Bullet Points: The Road Raiders
Mash-up movies are usually a good time. Whether it is jamming two different genres of movies together, or two different specific properties, I am all for it. The Road Raiders from 1989 is one action movie that goes the route of taking two well known movies and/or television programs and making one entertaining movie. What are the movies The Road Raiders uses? Let’s take a look.
- Old School Newsreel – I love a movie that opens with a black and white newsreel. The Road Raiders not only gives us some history on the Philippines and the beginning of WW2, but also introduces us to our main characters. The Road Raiders doubles down on the narration but switching from the newsman voice directly to having the lead star Charlie (Bruce Boxleitner, Sixpack Annie) talk directly to us.
- Big Trouble in Actual China – Charlie and his partner Harlem (Reed R. McCants) are trying to get out of the Philippines after the attack on Pearl Harbor, but they are in a little trouble for some work they did before the war in China saving lives, which indirectly helped the Japanese. When the Army Captain sent to arrest the pair ends up dead, Charlie decides to take his identity and his next mission, escorting some of the dregs of the U.S. Army back stateside to go to either a psychiatric hospital or prison. Charlie is assigned a NCO to manage the group, also an expert mechanic Crankcase (Noble Willingham, Walker, Texas Ranger).
- All-Stars – The group of rejects is the highlight of The Road Raiders, and that is no slight on the superb Boxleitner and the Michael Winslow level sound effects talent of McCants. Just take a look at some of the people we meet. Einstein is the demolition expert played by Evil Ed himself, Stephen Geoffreys. Leslie Jordan, whom I always remember from another horror film Jason Goes to Hell, plays jockey turned sailor Whip. The requisite crazy person is Schizoid, which is basically two roles in one for Mark Blankfield due to his multiple personalities. However, my favorite members of the team are Black and Blue played by aplomb by the Barbarian Brothers, David and Peter Paul (The Barbarians).
- Nun With Gun – The plane the team was using to fly to Hawaii gets shot down just after takeoff and this ragtag group will have to learn to work together. Things are made easier when they run into Lt. Johanson (Susan Diol) a medical officer whose base was overrun and now hiding out with some nuns at a mission. That doesn’t stop her from keeping a machine gun in her basket. Also joining the team is young Filipino No Lye, a boy whose hate for the Japanese is only beaten by his love for weapons.

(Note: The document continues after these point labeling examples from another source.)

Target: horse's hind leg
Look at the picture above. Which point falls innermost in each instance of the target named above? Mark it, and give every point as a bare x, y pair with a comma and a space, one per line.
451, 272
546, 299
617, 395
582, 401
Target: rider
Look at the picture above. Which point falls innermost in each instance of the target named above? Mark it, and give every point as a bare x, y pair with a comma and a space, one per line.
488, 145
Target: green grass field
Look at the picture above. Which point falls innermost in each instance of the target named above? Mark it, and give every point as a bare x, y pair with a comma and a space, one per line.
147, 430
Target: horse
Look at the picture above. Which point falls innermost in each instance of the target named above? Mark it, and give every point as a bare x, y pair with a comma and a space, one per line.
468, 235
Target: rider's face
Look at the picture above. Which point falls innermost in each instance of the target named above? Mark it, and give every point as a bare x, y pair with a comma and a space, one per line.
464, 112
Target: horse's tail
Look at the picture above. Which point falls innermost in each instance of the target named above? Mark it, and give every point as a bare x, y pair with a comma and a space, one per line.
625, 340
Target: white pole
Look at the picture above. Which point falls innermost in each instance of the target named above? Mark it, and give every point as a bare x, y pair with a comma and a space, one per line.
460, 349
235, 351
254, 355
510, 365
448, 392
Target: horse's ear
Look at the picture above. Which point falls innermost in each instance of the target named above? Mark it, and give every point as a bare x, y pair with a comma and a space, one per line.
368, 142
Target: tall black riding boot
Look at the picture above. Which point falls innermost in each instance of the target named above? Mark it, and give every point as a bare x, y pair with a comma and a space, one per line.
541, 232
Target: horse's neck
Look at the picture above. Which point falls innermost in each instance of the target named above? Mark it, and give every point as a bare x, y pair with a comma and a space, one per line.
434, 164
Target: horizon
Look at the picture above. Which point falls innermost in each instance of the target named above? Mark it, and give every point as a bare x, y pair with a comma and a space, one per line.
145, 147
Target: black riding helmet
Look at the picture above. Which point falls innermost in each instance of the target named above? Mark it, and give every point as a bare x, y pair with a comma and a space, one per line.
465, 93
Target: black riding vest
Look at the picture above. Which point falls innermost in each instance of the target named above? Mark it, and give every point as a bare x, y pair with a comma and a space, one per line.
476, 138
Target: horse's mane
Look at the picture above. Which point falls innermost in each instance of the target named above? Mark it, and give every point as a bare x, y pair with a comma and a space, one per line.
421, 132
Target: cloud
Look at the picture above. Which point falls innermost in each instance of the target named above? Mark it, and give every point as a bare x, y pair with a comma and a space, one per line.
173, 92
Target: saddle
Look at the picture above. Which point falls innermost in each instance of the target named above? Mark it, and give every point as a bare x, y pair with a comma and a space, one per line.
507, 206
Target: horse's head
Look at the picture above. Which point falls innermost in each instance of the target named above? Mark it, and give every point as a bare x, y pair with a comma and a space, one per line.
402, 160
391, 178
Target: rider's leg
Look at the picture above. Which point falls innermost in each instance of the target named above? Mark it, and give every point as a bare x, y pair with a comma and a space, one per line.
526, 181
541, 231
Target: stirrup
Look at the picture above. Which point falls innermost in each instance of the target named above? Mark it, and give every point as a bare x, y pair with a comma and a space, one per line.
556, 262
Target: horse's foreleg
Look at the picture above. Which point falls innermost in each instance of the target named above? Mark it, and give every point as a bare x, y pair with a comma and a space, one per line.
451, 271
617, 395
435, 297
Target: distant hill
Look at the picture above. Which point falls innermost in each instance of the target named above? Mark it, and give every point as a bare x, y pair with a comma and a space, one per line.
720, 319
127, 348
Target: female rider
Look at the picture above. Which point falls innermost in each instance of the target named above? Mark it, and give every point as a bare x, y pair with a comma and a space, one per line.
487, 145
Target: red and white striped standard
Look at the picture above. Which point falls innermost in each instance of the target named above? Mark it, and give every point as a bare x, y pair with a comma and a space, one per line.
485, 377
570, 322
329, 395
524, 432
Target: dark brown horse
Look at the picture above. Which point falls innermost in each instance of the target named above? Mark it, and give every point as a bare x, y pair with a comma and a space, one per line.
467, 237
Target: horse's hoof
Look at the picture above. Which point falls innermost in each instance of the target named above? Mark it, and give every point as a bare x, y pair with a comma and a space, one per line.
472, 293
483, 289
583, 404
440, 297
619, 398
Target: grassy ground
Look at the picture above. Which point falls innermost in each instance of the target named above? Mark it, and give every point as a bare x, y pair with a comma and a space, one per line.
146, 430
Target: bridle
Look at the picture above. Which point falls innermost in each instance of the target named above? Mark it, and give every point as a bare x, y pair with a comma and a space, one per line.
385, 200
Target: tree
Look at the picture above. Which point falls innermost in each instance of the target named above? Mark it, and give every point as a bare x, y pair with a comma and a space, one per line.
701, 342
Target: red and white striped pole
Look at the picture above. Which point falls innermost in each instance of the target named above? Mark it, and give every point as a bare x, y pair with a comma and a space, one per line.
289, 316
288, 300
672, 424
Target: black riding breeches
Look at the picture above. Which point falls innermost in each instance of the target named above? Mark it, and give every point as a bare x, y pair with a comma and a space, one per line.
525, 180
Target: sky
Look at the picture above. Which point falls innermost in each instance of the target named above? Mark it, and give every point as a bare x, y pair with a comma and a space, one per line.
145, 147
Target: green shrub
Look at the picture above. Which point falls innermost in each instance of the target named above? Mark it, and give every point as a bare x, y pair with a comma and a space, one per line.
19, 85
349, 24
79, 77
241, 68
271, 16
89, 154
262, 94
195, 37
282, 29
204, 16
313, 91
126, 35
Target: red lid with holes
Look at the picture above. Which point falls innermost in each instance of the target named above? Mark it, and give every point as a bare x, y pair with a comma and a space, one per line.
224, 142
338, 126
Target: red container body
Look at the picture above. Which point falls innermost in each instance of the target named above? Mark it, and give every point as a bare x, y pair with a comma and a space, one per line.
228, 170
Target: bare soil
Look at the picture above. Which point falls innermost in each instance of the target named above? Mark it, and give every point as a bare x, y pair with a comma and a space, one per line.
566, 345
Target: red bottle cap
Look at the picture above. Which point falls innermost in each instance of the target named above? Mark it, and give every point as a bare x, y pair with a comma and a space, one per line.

- Road Warriors – Of course Charlie not being an actual Army officer and the Japanese being so near bring all sorts of issues, especially because he has history with Shimoto (Clyde Kusatsu) one of the Japanese officers. While these story beats are pretty familiar, Crankcase having the team build radical vehicles from bombed out cars, trucks and planes is not. I’m talking about a monster truck with one Barbarian Brother driving and the other firing a roof mounted machine gun. Multiple vehicles that have airplane fuselages on truck and car chassis all loaded to bear. The Japanese tanks stood no chance.
- Suicide Subs – The Japanese are planning to use suicide submarines to take out the rest of the U.S. aircraft carriers, as if Pearl Harbor wasn’t bad enough. Charlie, forgoing his natural instinct to save himself, leads the newly christened Road Raiders, which is a better name but not as funny as when Charlie calls them the charge of the light-hearted brigade, to stop the Japanese. There is some excellent vehicular action and one hell of an explosion to end the fight.
The Road Raiders is a fun action movie with a great cast and perhaps not a completely accurate depiction of the early days of WW2 in the Philippines. It is pretty obvious that The Dirty Dozen is one of the movies it borrows heavily from, but what about the other? Did I mention that President Roosevelt himself wants the team to avoid being court martialed and go on special missions that the regular army is not suited for. That is correct, Roosevelt is directly responsible for a proto A-Team! The Road Raiders was a pilot for a potential television series that would have taken from The Dirty Dozen and The A-Team, but the series was not to be. Hopefully some The Road Raiders Bonus Bullet Points will be a nice consolation prize.
- Familiar Faces – John Fujioka (American Ninja) plays a Japanese Admiral who makes Shimoto do something tragic at the end of the movie. Tia Carrere (Relic Hunter) plays Cyanne, the young Filipino that Charlie has taken under his wing.
- Misunderstood Quote – “What’s with the ding-a-ling.”
- Soundtraxx – I was pleasantly surprised that the soundtrack not only includes the Andrew Sisters but they get a shout out on more than one occasion.
- DUVAL – I have never been to the Philippines, but I have been to Jacksonville, FL and it is pretty obvious where The Road Raiders was filmed. Does it look anything like the Philippines? I don’t know, I told you I have never been to the Philippines.